Studie, werk en gezin
Ook voor uw omgeving heeft het ziek zijn gevolgen. Weet dat ons team professionals heeft die u daarmee kunnen helpen. Bespreek dit met uw eigen oncoloog en verpleegkundig specialist.

Voor meer informatie over werk en kanker kunt u kijken op de website van target@work

Platform Jong & Kanker
Bekijk ook het Nationaal AYA ‘Jong & Kanker’ Platform speciaal bedoeld voor jonge mensen (AYA’s =Adolescents & Young Adults) die tussen de 18 en 35 jaar voor het eerst kanker hebben. 
 

Acht weken na de start (dag 1) van de laatste chemotherapie krijgt u een scan (PET-scan of CT-scan). U komt 3 tot 5 dagen daarna op de polikliniek bij uw eigen oncoloog om het resultaat te bespreken en de behandelperiode te evalueren. Het vervolgtraject verschilt per persoon. Er wordt tijdens die afspraak een nieuw persoonlijk behandelplan met u opgesteld.
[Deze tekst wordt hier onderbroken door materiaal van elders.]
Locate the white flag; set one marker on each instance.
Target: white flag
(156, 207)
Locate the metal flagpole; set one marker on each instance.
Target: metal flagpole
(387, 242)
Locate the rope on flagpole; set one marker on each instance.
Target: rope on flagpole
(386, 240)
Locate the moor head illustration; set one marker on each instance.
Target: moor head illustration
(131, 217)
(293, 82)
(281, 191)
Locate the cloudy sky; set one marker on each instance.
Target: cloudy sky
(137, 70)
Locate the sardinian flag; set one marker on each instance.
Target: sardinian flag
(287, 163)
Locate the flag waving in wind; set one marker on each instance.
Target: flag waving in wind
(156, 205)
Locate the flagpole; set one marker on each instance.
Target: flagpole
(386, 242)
Uw eigen oncoloog is uw hoofdbehandelaar. Tijdens de behandeling kunt u met vragen terecht bij de aanwezige verpleegkundigen, zaalarts en oncoloog van dienst. Uw eigen oncoloog en verpleegkundig specialist proberen langs te lopen op de afdeling terwijl u daar bent. Vervolgvragen kunt u bespreken op de geplande afspraken op de polikliniek. 
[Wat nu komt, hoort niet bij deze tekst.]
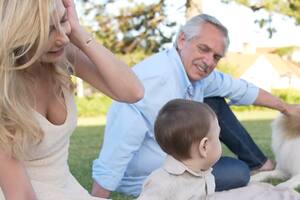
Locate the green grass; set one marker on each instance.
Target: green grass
(88, 136)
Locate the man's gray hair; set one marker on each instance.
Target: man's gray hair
(193, 27)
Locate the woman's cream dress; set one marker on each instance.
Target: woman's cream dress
(47, 164)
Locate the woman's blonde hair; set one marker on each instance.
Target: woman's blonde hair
(24, 33)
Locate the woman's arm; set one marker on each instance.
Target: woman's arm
(14, 181)
(98, 66)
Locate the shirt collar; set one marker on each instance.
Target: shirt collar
(173, 166)
(184, 81)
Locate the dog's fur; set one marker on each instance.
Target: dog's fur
(286, 148)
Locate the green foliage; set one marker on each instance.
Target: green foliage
(133, 58)
(288, 95)
(94, 105)
(136, 27)
(284, 51)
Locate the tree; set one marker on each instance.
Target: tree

Uw eigen verpleegkundig specialist oncologie is uw aanspreekpunt bij vragen en problemen. Met medische vragen en/of zorgproblemen belt u bij voorkeur van maandag tot en met vrijdag tussen 09.00 en 10.30 uur met het secretariaat van het Oncologisch Centrum: telefoonnummer (073) 553 82 25.

Als de secretaresse uw vraag niet kan beantwoorden, wordt u doorverbonden of teruggebeld door de verpleegkundig specialist.

Met spoedvragen kunt u tot 17.00 uur bellen. Voor dringende zaken ’s avonds na 17.00 uur, ’s nachts en in het weekend kunt u bellen met de Spoedeisende Hulp: telefoonnummer (073) 553 27 00.

Voor het maken of verzetten van een afspraak of met administratieve vragen kunt u bellen van maandag tot en met vrijdag tussen 09.00 en 17.00 uur. Oncologisch centrum: (073) 553 82 25 of polikliniek Urologie: (073) 553 24 07.